Swiss Journal of Psychology
- Discipline: Psychology
- Language: English, French, German
- Edited by: Fred Mast

Publication details
- Former name: Schweizerische Zeitschrift für Psychologie
- History: 1942-2020
- Publisher: Verlag Hans Huber (Switzerland)
- Frequency: Quarterly
- Impact factor: 0.774 (2019)

Standard abbreviations
- ISO 4: Swiss J. Psychol.

Indexing
- ISSN: 1421-0185 (print) 1662-0879 (web)
- OCLC no.: 300289865

Links
- Journal homepage; Online archive;

= Swiss Journal of Psychology =

The Swiss Journal of Psychology was a peer-reviewed academic journal and the official journal of the Swiss Psychological Society. It was established in 1942 as the Schweizerische Zeitschrift für Psychologie with Jean Piaget as founding editor-in-chief. The journal was published until 2020, after which 2 successor journals, the European Journal of Psychology Open and Swiss Psychology Open, were launched.
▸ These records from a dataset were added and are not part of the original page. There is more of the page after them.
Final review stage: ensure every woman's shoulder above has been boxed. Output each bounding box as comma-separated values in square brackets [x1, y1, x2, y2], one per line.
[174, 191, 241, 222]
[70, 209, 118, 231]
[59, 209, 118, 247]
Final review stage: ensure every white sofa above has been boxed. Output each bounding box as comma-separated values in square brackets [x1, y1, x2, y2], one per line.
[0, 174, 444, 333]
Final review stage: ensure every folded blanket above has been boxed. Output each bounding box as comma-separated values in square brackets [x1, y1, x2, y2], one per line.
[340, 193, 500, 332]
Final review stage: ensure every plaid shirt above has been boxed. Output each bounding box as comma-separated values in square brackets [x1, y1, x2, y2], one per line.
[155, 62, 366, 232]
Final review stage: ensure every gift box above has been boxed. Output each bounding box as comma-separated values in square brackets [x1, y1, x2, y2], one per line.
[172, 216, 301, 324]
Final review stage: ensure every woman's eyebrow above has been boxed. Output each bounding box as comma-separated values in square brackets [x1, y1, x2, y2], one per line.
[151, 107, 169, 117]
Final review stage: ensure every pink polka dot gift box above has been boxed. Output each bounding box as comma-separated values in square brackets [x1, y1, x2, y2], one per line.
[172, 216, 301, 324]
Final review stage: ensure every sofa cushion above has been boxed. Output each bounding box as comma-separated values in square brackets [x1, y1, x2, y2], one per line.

== Abstracting and indexing ==
The journal was abstracted and indexed in:

- Current Contents/Social and Behavioral Sciences
- Mir@bel
- PsycINFO
- PsycLIT/Psychological Abstracts
- PSYNDEX
- Scopus
- Social Sciences Citation Index

According to the Journal Citation Reports, the journal has a 2019 impact factor of 0.774.